I have a dataset of DJs in which I'm trying to find DJs similar to a specific DJ. Each DJ has a set of a genres with a certain percentage. How can I find the similarity between 2 DJs? The following is sample data of DJs with their song count and their percentage of songs in each genre.
DJ Antoine:
Songs: 105
Pop / Rock 0.95%
Indie Dance / Nu Disco 0.95%
Electronica 40.95%
House 21.9%
Electro House 10.48%
Tech House 0.95%
Progressive House 23.81%
Quentin Mosimann:
Songs: 31
Progressive House 48.39%
House 19.35%
Hard Dance 3.23%
Electro House 29.03%
Project 46:
Songs: 20
Progressive House 80.0%
Electro House 20.0%
Blasterjaxx:
Songs: 62
Progressive House 20.97%
House 12.9%
Electro House 66.13%
D-Block & S-te-Fan:
Songs: 13
Hard Dance 92.31%
Hardcore / Hard Techno 7.69%
Dillon Francis:
Songs: 53
Indie Dance / Nu Disco 15.09%
Electronica 1.89%
House 7.55%
Breaks 1.89%
Electro House 52.83%
Chill Out 1.89%
Dubstep 15.09%
Tech House 1.89%
Progressive House 1.89%
Dannic:
Songs: 37
Progressive House 91.89%
Trance 2.7%
Electro House 2.7%
House 2.7%
Adaro:
Songs: 24
Trance 4.17%
Hard Dance 62.5%
House 4.17%
Hardcore / Hard Techno 29.17%
Richie Hawtin:
Songs: 79
Electronica 6.33%
Chill Out 25.32%
Techno 60.76%
Minimal 5.06%
Tech House 2.53%
Martin Solveig:
Songs: 51
Electronica 7.84%
House 37.25%
Electro House 11.76%
Chill Out 11.76%
Deep House 9.8%
Indie Dance / Nu Disco 13.73%
Progressive House 1.96%
Hip-Hop 5.88%
Felguk:
Songs: 49
Psy-Trance 2.04%
Dubstep 4.08%
Electro House 93.88%
Myon & Shane 54:
Songs: 68
Progressive House 10.29%
Trance 83.82%
Techno 1.47%
Electro House 2.94%
Tech House 1.47%
Cosmic Gate:
Songs: 99
Progressive House 2.02%
Trance 97.98%
I do not think this is a question related to statistics (which verifies some statistical hypothesis related to the data).
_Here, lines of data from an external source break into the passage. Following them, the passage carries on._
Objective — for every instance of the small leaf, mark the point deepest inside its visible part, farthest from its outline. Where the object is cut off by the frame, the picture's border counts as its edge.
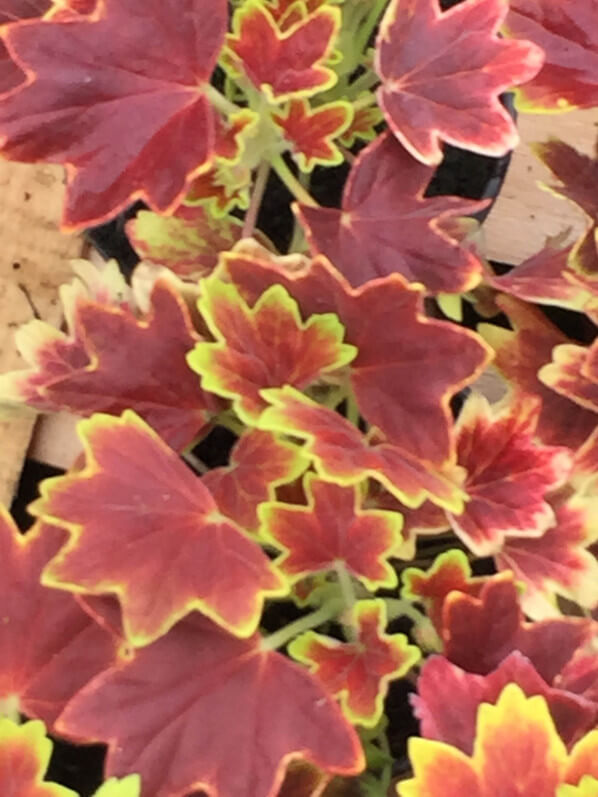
(311, 132)
(508, 473)
(359, 672)
(386, 225)
(188, 242)
(283, 63)
(567, 34)
(178, 553)
(259, 463)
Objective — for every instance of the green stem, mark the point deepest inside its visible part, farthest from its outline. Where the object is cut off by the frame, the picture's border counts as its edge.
(368, 25)
(291, 182)
(257, 195)
(397, 607)
(219, 101)
(312, 620)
Here there is no working hypothesis, and the sample size is just too small.
For your problem a simple approach is to change each DJ into a vector, and use a dot product to measure the distance between two vectors. The size at here might be and might nor be a factor for your consideration, as there is possibility that one DJ with more songs available will be more similar to the other DJ. You can change the inner product to get a different measurement. This is a very crude way of measuring the similarity, though.